This is a significant picture. It portrays one stamping the head of a snake with such force that the heel is bruised. Here in the very beginning, the battle lines were drawn between the forces of righteousness and the forces of evil with righteousness being victorious but carrying its battle scars and bruised heels.
It was the "seed of woman" untouched by man that was to bruise the serpent's head. This "seed" was spoken of as "he" --masculine gender. Only one man has ever lived that met this qualification. The word of God that was made flesh and dwelt among us (John 1:14) with an earthly mother but not an earthly father (Matthew 1:20} is that "seed."
"Adam was not beguiled, but the woman being beguiled hath fallen into transgression: but she shall be saved through her childbearing..." (I Timothy 2:14, 15). Not that women generally would be given some special advantage because they bore children, but that through woman (Eve) sin entered the world and by one woman (Mary) a Savior was born that would enable mankind to be loosed from the bondage of sin. So, "when the fullness of the time was come, God sent forth his Son, made of a woman" (Galatians 4:4) to "bruise the serpent's head."
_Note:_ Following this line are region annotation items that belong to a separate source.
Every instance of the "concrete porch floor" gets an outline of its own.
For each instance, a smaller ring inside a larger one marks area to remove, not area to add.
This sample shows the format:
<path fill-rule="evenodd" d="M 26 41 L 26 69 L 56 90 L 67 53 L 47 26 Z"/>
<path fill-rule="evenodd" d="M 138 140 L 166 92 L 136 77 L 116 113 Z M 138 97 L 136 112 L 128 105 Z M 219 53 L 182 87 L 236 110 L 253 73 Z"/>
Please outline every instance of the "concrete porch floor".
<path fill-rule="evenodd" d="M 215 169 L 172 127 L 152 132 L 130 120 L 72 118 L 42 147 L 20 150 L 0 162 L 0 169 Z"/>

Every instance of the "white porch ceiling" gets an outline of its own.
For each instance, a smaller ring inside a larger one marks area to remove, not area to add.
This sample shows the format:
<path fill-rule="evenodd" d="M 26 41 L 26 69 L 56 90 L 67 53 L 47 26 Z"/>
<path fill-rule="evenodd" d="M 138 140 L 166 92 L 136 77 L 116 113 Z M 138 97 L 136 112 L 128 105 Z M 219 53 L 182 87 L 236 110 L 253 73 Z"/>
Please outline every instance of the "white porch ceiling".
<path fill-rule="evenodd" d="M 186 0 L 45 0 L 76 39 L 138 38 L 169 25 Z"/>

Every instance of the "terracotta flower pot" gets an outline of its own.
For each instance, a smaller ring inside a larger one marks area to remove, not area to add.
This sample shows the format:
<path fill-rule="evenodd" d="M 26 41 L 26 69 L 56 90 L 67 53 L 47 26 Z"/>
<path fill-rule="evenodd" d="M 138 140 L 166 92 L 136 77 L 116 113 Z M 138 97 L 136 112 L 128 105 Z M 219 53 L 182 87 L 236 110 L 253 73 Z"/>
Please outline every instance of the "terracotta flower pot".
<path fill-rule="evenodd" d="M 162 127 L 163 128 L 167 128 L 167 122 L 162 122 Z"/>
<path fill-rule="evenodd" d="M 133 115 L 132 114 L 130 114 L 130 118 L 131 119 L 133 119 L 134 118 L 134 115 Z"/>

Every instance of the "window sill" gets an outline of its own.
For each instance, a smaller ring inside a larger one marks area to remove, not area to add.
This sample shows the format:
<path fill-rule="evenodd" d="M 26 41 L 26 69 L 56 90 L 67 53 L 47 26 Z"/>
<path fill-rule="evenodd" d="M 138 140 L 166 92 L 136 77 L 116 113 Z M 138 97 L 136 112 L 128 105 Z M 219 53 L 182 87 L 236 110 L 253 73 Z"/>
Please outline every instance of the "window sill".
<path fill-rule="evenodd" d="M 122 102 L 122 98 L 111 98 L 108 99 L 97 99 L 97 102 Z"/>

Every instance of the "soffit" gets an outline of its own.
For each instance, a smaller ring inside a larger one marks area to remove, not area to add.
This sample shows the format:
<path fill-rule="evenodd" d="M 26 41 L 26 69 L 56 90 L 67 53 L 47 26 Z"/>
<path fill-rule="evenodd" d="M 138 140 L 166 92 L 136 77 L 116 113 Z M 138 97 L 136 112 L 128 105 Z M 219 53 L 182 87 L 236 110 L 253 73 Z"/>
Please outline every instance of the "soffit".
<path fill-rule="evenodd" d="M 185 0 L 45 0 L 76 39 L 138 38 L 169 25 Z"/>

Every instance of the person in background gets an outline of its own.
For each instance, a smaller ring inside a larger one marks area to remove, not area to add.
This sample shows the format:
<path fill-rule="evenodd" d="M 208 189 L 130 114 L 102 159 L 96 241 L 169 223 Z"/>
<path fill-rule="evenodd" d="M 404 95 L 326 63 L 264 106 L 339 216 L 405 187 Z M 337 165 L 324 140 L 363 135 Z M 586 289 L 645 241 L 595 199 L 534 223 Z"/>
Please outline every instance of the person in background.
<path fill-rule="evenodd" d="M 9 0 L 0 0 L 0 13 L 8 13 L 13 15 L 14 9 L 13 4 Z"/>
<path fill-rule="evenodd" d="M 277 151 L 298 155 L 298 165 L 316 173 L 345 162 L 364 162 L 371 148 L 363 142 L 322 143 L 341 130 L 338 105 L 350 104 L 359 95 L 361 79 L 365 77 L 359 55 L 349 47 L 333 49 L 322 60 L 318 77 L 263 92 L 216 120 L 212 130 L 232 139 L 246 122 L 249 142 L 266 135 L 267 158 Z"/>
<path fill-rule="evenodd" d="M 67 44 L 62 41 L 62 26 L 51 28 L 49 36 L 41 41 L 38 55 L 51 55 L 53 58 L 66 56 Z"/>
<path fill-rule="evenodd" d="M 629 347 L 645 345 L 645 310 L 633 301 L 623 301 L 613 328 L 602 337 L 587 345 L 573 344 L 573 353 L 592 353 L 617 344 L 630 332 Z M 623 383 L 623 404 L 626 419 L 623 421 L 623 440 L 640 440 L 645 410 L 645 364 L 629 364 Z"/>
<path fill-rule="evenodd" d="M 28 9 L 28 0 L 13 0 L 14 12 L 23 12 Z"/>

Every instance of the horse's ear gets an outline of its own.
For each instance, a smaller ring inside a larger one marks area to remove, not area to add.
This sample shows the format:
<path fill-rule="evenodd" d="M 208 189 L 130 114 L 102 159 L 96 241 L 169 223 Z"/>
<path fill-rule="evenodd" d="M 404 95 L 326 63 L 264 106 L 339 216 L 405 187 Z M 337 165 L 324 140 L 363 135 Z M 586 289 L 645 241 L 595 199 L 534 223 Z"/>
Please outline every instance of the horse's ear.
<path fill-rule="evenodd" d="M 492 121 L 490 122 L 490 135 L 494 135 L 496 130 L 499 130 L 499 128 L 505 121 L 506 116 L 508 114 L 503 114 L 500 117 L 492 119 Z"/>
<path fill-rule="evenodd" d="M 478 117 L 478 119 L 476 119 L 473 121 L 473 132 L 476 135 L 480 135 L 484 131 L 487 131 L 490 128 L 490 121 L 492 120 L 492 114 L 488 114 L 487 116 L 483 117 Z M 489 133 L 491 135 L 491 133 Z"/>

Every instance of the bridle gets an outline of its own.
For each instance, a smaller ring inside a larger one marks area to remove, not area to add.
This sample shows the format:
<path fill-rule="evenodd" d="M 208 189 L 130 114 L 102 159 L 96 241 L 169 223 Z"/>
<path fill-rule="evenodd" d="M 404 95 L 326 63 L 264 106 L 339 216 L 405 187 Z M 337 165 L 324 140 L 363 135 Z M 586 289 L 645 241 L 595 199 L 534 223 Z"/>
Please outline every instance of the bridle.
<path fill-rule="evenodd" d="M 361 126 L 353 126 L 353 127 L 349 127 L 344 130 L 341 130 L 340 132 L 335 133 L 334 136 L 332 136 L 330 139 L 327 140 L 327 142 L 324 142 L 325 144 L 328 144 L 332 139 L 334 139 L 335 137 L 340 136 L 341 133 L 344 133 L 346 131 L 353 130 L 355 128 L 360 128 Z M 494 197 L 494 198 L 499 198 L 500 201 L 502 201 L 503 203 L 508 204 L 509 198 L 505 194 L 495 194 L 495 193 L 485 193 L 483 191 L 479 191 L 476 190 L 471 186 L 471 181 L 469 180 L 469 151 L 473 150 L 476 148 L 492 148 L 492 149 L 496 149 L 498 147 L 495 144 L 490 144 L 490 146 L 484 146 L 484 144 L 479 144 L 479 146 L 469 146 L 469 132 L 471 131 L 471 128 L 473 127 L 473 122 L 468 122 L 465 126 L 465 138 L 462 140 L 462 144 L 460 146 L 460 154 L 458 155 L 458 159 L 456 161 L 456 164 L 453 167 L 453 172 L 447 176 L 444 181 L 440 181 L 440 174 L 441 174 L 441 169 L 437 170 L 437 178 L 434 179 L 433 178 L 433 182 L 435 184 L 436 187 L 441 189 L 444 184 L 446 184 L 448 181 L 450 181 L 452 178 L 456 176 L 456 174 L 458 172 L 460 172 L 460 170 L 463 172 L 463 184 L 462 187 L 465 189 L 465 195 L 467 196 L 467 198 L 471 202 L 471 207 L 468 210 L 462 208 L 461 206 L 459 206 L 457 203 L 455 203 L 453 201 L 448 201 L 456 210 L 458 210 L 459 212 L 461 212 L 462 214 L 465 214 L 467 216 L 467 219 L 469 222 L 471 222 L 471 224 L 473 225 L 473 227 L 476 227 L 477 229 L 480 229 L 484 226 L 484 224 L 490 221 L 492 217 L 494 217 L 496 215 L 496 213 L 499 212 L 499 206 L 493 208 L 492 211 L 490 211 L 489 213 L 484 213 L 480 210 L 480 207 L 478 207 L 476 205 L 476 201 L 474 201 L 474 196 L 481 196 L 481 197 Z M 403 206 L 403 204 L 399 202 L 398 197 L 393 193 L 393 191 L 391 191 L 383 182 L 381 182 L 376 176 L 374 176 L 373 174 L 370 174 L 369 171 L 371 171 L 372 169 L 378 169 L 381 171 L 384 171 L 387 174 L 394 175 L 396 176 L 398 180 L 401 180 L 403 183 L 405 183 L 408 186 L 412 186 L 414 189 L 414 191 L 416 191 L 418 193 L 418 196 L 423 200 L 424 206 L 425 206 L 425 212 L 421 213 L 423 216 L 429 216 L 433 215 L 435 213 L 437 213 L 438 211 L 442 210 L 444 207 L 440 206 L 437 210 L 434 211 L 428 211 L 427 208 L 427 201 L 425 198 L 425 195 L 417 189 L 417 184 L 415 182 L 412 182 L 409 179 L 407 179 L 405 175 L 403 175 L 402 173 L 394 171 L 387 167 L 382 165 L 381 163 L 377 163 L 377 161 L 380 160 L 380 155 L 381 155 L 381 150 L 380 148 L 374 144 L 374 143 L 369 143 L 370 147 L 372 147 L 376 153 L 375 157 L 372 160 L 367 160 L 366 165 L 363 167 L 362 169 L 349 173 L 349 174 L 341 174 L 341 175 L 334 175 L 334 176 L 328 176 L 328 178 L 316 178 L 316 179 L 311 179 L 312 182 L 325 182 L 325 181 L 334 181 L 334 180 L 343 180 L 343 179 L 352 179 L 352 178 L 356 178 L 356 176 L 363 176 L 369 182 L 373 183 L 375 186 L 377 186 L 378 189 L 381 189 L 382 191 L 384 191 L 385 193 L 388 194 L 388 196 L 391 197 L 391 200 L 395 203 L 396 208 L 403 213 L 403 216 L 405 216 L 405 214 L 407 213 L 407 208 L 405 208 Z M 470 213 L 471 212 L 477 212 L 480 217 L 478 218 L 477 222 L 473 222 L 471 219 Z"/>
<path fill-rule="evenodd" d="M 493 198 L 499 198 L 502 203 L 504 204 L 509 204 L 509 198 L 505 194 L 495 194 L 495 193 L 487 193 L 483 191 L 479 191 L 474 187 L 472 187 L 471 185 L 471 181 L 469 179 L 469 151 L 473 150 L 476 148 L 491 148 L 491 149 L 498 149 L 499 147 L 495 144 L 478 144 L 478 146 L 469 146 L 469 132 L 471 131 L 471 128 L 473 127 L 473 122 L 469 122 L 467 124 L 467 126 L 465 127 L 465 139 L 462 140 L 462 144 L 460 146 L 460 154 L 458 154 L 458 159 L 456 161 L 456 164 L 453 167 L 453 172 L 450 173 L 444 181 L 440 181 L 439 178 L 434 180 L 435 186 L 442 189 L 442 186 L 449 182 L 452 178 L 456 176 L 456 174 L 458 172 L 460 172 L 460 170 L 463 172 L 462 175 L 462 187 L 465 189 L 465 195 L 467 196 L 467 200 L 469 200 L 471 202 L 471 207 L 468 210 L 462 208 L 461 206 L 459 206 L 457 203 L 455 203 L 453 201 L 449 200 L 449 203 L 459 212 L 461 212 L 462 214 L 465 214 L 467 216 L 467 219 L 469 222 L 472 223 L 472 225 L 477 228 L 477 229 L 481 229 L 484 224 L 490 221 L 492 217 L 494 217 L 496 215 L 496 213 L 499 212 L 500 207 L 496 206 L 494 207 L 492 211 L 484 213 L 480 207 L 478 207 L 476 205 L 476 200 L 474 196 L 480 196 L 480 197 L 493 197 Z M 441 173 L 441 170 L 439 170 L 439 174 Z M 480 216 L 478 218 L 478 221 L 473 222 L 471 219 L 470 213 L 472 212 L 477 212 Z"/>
The foot on the head or neck has always been symbolic of complete victory over an adversary. This is demonstrated when Joshua has his chief captains to put their feet upon the necks of the vanquished kings (Joshua 10:24). "To this end was the Son of God manifested, that he might destroy the works of the devil" (1 John 3:8}. The word "destroy" in this passage is from a Greek word which means "to loose, dissolve, sever, to break." Christ came to break the hold which Satan exercised over humanity. He did this by providing us a plan by which to be forgiven of our sins through obedience to his will. Satan can no longer hold one against that one's will. Whoever serves the devil today does so as a willing servant. He does not have to do it.